TEMPO.CO, Yerusalem – Perdana Menteri Israel, Benjamin Netanyahu, mengungkapkan kekecewaannya karena rivalnya dalam pemilihan umum yaitu mantan Jenderal Benny Gantz, menolak tawaran kerja sama membentuk pemerintahan.
“Saya terkejut dan kecewa karena Benny Gantz masih menolak ajakan saya untuk bertemu. Gantz, tawaran saya untuk bertemu masih berlaku. Itu yang diharapkan publik,” kata Netanyahu lewat cuitan di Twitter seperti dilansir Reuters pada Kamis, 19 September 2019.

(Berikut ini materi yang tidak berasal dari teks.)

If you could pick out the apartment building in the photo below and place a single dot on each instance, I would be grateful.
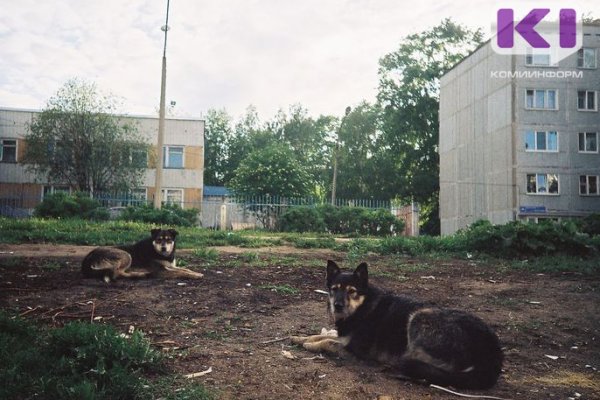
(183, 158)
(519, 137)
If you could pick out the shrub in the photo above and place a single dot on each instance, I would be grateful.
(340, 220)
(301, 219)
(520, 239)
(63, 205)
(170, 214)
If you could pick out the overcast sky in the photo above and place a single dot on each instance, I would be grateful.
(226, 54)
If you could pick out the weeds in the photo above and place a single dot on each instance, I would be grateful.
(281, 289)
(77, 361)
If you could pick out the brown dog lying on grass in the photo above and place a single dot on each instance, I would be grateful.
(440, 346)
(153, 257)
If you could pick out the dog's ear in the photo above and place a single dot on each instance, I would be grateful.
(361, 273)
(332, 271)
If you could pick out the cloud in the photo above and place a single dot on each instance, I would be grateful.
(220, 54)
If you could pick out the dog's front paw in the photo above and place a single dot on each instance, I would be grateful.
(299, 339)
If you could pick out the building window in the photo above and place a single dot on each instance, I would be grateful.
(8, 150)
(588, 185)
(540, 99)
(52, 189)
(542, 184)
(173, 157)
(586, 100)
(537, 60)
(588, 142)
(173, 196)
(139, 158)
(586, 58)
(541, 141)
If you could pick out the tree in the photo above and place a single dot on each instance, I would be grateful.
(409, 98)
(307, 137)
(357, 136)
(272, 171)
(217, 137)
(79, 141)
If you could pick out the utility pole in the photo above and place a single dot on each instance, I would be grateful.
(335, 156)
(161, 120)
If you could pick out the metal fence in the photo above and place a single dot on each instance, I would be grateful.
(230, 212)
(238, 212)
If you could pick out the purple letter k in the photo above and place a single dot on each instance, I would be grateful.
(525, 28)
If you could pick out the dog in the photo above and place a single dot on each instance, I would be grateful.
(153, 257)
(423, 343)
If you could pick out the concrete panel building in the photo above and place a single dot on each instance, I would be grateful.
(183, 162)
(519, 138)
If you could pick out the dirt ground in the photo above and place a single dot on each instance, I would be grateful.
(237, 318)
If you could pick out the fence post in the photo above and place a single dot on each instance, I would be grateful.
(223, 219)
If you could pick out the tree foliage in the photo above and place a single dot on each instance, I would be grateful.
(409, 99)
(217, 138)
(272, 171)
(387, 150)
(79, 141)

Menanggapi ini, Gantz, yang diusung Partai Biru dan Putih, mengatakan dia akan memimpin sebuah koalisi liberal. Ini artinya, dia ingin membentuk koalisi pemerintahan tanpa melibatkan partai ultra-Orthodox, yang selama ini menjadi sekutu Partai Likud, yang mengusung Netanyahu.
Menurut Gantz, warga Israel merasa ingin melihat terbentuknya pemerintah bersatu yang mengakhiri ketidakpastian politik seperti selama ini.

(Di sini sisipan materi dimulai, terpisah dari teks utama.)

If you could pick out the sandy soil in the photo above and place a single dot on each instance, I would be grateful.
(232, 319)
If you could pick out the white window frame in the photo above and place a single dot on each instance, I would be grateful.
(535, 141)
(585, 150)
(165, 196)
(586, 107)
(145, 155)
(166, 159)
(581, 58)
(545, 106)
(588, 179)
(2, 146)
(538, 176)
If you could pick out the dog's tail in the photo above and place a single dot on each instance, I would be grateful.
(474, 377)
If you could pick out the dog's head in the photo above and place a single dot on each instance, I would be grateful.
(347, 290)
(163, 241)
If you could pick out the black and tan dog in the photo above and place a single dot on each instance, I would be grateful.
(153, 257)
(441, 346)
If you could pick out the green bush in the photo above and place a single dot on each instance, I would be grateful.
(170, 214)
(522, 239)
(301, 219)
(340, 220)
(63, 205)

Gantz lalu meminta kepada sekutu politiknya yaitu Moshe Yaalon, yang juga rekan separtai, untuk menyampaikan penolakan atas ajakan kerja sama oleh Netanyahu. Dia menyebut alasan adanya dakwaan korupsi yang menimpa Netanyahu.
“Kami tidak akan memasuki koalisi yang dipimpin Netanyahu,” kata Yaalon, yang menyuarakan sikap Gantz. Dia juga mengisyaratkan koalisi dengan Partai Likud memungkinkan tanpa Netanyahu.
“Waktunya telah tiba bagi Anda untuk memberi tahu Netanyahu ‘terima kasih atas semua yang sudah Anda lakukan,’” kata Yaalon.
Kampanye oleh Netanyahu, 69 tahun, dan Gantz, 60 tahun, hanya menunjukkan sedikit perbedaan dalam sejumlah isu penting. Berakhirnya era Netanyahu tidak akan membawa perubahan signifikan terhadap kebijakan dan relasi dengan AS, serta perlawanan melawan Iran atau konflik Palestina.
Media Israel melaporkan penghitungan suara telah mencapai 95 persen. Sayap kanan Likud yang mengusung Netanyahu kemungkinan bisa mengontrol 55 dari 120 kursi di parlemen, dengn 56 kursi mengarah ke aliansi kiri dan tengah.